Filippo Alessio

Personal information
- Date of birth: 24 December 2004 (age 21)
- Place of birth: Montebelluna, Italy
- Height: 1.89 m (6 ft 2 in)
- Position: Forward

Team information
- Current team: Vicenza
- Number: 24

Youth career
- 2018–2021: Vicenza
- 2023: → Empoli (loan)
- 2023–2024: → Roma (loan)

Senior career*
- Years: Team / Apps / (Gls)
- 2021–: Vicenza / 31 / (1)
- 2023: → Empoli (loan) / 0 / (0)
- 2023–2024: → Roma (loan) / 0 / (0)
- 2024–2025: → Atalanta U23 (loan) / 32 / (6)

International career^{‡}
- 2021: Italy U18 / 3 / (0)

= Filippo Alessio =

Italian footballer

Filippo Alessio (born 24 December 2004) is an Italian professional footballer who plays as a forward for club Vicenza.

==Club career==
After joining Vicenza in 2018 and coming through their youth ranks, Alessio made his professional debut for the club on 30 November 2021, coming in as a substitute during a Serie B match against Benevento. He collected two other senior appearances throughout the season, as Vicenza eventually got relegated to Serie C.

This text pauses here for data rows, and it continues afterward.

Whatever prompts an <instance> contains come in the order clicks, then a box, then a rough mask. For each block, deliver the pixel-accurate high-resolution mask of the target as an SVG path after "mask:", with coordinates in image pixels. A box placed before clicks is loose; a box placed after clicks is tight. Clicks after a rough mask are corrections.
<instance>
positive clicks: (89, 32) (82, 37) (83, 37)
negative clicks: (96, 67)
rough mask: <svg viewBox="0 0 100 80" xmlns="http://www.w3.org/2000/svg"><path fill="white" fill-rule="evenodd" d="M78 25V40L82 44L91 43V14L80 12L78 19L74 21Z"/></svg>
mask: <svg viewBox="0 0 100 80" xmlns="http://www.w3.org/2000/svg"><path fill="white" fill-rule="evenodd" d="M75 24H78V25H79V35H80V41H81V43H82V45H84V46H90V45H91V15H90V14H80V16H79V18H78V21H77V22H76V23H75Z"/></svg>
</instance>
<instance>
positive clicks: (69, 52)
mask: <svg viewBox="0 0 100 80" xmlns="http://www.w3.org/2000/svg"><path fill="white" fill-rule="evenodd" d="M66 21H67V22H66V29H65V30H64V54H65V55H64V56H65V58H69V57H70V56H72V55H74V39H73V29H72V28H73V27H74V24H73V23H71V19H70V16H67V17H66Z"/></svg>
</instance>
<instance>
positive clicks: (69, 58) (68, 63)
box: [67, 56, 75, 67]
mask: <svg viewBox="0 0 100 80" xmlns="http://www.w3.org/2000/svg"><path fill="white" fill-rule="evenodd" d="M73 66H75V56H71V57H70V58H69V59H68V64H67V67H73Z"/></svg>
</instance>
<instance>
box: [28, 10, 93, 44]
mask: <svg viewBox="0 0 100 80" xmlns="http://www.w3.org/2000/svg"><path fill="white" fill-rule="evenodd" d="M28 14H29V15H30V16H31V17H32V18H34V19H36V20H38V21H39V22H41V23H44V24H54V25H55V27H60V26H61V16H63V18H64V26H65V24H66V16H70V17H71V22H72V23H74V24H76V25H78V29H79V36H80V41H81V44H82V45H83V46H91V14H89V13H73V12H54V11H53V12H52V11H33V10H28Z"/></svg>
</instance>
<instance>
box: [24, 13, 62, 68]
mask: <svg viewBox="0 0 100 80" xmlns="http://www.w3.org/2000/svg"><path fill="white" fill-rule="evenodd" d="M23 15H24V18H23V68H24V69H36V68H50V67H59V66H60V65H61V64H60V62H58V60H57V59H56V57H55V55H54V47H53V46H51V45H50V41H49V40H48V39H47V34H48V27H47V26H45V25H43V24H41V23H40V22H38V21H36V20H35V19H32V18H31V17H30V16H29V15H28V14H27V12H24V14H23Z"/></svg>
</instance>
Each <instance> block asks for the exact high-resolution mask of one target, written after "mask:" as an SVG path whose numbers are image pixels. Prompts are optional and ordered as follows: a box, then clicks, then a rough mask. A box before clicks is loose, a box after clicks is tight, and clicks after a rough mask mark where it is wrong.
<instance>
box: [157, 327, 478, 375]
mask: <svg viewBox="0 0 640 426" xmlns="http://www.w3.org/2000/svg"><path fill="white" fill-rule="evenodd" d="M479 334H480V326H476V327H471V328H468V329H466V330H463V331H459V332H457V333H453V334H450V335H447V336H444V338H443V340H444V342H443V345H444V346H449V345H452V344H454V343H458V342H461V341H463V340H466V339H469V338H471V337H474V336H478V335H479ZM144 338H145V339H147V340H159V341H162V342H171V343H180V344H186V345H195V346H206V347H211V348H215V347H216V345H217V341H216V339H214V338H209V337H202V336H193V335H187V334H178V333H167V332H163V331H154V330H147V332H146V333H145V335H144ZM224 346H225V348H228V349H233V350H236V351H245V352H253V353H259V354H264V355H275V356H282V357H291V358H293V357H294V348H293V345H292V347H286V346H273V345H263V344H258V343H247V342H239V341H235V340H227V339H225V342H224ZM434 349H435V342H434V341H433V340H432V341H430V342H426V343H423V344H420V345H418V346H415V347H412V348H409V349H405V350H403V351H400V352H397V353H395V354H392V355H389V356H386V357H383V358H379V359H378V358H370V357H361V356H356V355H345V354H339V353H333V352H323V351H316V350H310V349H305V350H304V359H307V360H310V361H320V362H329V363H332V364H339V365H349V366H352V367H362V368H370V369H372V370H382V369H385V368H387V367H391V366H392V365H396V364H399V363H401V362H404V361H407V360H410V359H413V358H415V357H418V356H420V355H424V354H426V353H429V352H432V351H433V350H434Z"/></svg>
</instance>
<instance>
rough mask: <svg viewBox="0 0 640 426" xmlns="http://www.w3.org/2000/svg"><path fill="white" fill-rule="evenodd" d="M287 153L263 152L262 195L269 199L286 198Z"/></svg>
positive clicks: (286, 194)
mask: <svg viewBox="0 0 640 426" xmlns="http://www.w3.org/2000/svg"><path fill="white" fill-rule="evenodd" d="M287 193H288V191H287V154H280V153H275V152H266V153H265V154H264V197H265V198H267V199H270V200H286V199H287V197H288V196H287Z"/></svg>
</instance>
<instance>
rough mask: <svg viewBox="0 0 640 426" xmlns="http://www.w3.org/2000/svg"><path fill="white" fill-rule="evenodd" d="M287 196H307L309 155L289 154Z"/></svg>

On 14 July 2022, Alessio officially extended his contract with the club until 2026.

On 31 January 2023, Alessio was loaned by Empoli for their Under-19 squad, with an option to buy.

On 24 July 2023, Alessio was loaned to Roma, with an option to buy.

On 30 August 2024, Alessio moved on loan to Atalanta with an option to buy, he was assigned to their reserve squad Atalanta U23.

==International career==
Alessio has represented Italy at youth international level, having played for the under-18 national team.